With that said I think Fedor was at the top of the p4p list, but Anderson may be surpassing him and GSP (only retired champion) followed by Demetrius Johnson if he retains his belt. I mean Anderson is going the opposite of Fedor. He's fighting tougher competition as he's aging; Weidman, Diaz, LHW champion, and hard hitting Brunson. 



> Fedor Emelianenko and the UFC have flirted multiple times over the year. In the end, the relationship was not to be.
> 
> The MMA legend had a chance — perhaps a final one — to sign with the UFC last year as a free agent. It didn’t happen, though. Instead, Emelianenko inked a deal with Bellator and his former promoter with Strikeforce, Scott Coker.
> 
> ...


----------



## TheNinja (Dec 10, 2008)

At this point i'm glad he's in Bellator. I've been huge lifelong Fedor fan but he would get taken out by Stipe, Cain, JDS ,Werdum and maybe a few others at this point in his career. If he can beat Matt I will find that impressive.

Your so right about Anderson as he's fought nothing but Studs in his old age.


----------



## rul3z (Jun 27, 2010)

I believe at his age now, it is extremely hard to compete at HW, so I would really wish if you moves down to LHW. I'm 100% sure he can compete there, just like the spider. 

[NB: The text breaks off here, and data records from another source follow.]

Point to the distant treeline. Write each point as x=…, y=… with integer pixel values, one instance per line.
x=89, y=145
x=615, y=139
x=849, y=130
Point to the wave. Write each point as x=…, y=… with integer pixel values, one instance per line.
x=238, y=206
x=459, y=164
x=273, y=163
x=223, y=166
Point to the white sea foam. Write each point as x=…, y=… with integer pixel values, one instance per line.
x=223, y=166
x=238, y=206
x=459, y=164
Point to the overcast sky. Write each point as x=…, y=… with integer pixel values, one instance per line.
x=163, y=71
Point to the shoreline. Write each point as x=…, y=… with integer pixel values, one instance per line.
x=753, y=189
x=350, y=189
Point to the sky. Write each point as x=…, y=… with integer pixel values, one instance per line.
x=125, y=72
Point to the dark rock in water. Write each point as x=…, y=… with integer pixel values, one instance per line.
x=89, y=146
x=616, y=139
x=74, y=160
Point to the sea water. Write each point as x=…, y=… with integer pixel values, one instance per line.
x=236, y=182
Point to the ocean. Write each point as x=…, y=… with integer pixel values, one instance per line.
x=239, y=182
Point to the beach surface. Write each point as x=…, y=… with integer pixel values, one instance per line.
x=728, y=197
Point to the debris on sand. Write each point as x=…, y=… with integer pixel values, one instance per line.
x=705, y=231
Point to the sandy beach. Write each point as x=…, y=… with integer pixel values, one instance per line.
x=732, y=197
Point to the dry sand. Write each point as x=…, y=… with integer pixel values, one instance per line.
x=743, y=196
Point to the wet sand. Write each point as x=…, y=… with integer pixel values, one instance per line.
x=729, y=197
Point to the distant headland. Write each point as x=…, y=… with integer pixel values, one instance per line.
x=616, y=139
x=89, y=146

The reason behind that, is Fedor used to outclass all those great HW, because he was faster than them, and even more stronger. Now? I don't think so, plus Mat is going to give him a hell of a fight !


----------



## HitOrGetHit (Jun 29, 2009)

UFC would just want to cash in on his name, and these days that doesn't equate to many winnable fights for Fedor. At least Bellator can hype Fedor but that equals a Mitrione fight for Fedor.


----------



## John8204 (May 13, 2010)

HitOrGetHit said:


> UFC would just want to cash in on his name, and these days that doesn't equate to many winnable fights for Fedor. At least Bellator can hype Fedor but that equals a Mitrione fight for Fedor.


I think Fedor competes with everyone in the HW division outside the top five. Is Fedor really in worst shape than Barnett, Arlovski, Lesnar, Hunt, Nelson etc.?


----------



## HitOrGetHit (Jun 29, 2009)

John8204 said:


> I think Fedor competes with everyone in the HW division outside the top five. Is Fedor really in worst shape than Barnett, Arlovski, Lesnar, Hunt, Nelson etc.?

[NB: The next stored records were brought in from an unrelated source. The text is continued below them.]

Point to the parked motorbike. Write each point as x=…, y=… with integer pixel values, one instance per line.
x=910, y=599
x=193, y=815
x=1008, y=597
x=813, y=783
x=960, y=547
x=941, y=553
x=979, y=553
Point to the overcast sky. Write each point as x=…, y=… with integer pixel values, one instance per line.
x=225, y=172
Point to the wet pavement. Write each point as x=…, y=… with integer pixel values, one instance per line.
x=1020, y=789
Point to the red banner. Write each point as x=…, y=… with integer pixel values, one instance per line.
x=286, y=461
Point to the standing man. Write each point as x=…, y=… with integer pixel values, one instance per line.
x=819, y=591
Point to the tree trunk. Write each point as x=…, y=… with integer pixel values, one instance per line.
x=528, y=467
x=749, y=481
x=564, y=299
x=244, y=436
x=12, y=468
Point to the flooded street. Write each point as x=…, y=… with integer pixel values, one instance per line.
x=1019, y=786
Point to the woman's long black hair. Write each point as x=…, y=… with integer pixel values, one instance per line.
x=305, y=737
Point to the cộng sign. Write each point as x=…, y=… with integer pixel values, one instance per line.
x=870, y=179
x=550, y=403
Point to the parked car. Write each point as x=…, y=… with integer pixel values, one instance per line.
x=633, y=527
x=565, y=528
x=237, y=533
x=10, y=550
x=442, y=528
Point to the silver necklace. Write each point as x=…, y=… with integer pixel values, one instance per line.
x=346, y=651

Heavyweight is weak so he could be competitive. I was just thinking the UFC would want a star matchup for Fedor to cash in. Stipe/JDS/Cain/Werdum all beat Fedor handily these days imo. There are winnable fights for him but is the UFC going to sign Fedor and toss him in with Ben Rothwell or Francis Ngannou? Probably not. The best they would do to get a semi hyped fight that is winnable would be what? An Arlovski rematch? Or Overeem? That's always a winnable fight since Overeem is the GOAT at finding a way to get himself KO'd.

I just don't see Fedor at this stage trying to make a real run through the division.

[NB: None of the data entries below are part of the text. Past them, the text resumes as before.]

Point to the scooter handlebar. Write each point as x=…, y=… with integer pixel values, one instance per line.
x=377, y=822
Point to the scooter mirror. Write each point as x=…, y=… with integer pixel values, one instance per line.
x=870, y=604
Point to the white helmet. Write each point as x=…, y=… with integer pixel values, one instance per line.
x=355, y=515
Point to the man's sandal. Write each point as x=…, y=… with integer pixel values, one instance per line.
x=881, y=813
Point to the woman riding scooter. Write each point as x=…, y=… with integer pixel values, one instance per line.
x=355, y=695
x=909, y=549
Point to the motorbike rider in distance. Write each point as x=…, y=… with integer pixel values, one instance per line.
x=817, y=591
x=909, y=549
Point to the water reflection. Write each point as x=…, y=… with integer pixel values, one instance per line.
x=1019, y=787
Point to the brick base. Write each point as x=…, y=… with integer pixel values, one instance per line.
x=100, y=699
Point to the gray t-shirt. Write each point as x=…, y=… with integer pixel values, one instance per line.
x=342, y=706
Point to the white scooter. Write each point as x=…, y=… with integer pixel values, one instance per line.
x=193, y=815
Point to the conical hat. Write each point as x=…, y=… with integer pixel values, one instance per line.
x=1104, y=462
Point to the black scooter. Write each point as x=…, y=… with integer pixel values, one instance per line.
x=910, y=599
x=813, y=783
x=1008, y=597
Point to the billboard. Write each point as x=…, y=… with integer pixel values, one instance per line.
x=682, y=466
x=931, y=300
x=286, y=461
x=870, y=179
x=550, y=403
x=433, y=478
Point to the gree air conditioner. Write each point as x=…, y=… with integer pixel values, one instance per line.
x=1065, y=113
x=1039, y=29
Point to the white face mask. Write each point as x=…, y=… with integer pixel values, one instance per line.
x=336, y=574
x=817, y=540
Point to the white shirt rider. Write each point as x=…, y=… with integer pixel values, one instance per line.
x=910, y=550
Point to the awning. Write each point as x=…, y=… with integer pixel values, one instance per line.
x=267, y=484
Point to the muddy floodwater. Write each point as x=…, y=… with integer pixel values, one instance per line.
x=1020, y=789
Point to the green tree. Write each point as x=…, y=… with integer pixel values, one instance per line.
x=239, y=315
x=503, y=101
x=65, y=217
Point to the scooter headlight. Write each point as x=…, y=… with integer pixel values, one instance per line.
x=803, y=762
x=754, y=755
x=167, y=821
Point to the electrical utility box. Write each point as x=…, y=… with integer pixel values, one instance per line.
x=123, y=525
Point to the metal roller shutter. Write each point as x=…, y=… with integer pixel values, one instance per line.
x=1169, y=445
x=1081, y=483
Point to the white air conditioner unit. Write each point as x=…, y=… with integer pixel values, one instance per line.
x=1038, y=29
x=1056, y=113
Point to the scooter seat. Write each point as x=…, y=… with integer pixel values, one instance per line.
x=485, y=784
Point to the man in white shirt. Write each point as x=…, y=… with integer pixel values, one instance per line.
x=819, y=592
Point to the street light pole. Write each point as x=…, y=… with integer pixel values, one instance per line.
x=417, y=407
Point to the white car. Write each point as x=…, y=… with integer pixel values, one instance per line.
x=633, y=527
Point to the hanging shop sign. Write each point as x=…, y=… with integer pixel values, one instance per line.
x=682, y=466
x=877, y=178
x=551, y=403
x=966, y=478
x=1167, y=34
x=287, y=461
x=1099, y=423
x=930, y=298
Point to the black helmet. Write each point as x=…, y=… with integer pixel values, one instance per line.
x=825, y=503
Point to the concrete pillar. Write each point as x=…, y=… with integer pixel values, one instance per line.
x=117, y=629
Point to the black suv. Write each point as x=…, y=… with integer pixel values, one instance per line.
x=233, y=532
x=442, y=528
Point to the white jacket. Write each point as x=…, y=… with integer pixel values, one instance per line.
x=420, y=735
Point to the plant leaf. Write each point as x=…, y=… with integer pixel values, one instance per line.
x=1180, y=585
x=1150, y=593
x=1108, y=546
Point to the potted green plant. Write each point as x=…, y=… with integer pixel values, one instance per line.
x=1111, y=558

I was always into watching Fedor fight. But when was the last time he had a REAL win? Arguably Arlovski in 2009. Maybe Monson in 2011? Maldonado almost took his head off multiple times in his last fight. I can't see Fedor making a real splash even in the UFC's weak division.


----------



## Trix (Dec 15, 2009)

I don't know if its my imagination, but it seems like a lot of professional MMA fighters from american football backgrounds really don't like being choked.

Matt Mitrione might have tapped out to every choke put on him. Even chokes that woudn't have finished him. Teddy Holder and Alessio DiChirico, two other guys from american football who might tap to chokes that aren't fully locked in.

Fedor locking in a choke could be his best chance to win the fight.

Fedor's stand up technique is really good. 

But Mitrione with his 80 inch reach, being a true heavyweight (unlike Fabio Maldonado) don't know if Fedor can win a stand up fight.

Its too bad M-1 global kept Fedor from fighting in the united states sooner.


----------



## kantowrestler (Jun 6, 2009)

A loss to Mitrione is going to severely diminish the Last Emperor's legacy. Also Alexander Volkov is already signed with Bellator so signing the rest of the Red Devil Fight Team really isn't as much of a deal. Though I can understand working with Scott Coker as being a deciding factor.


----------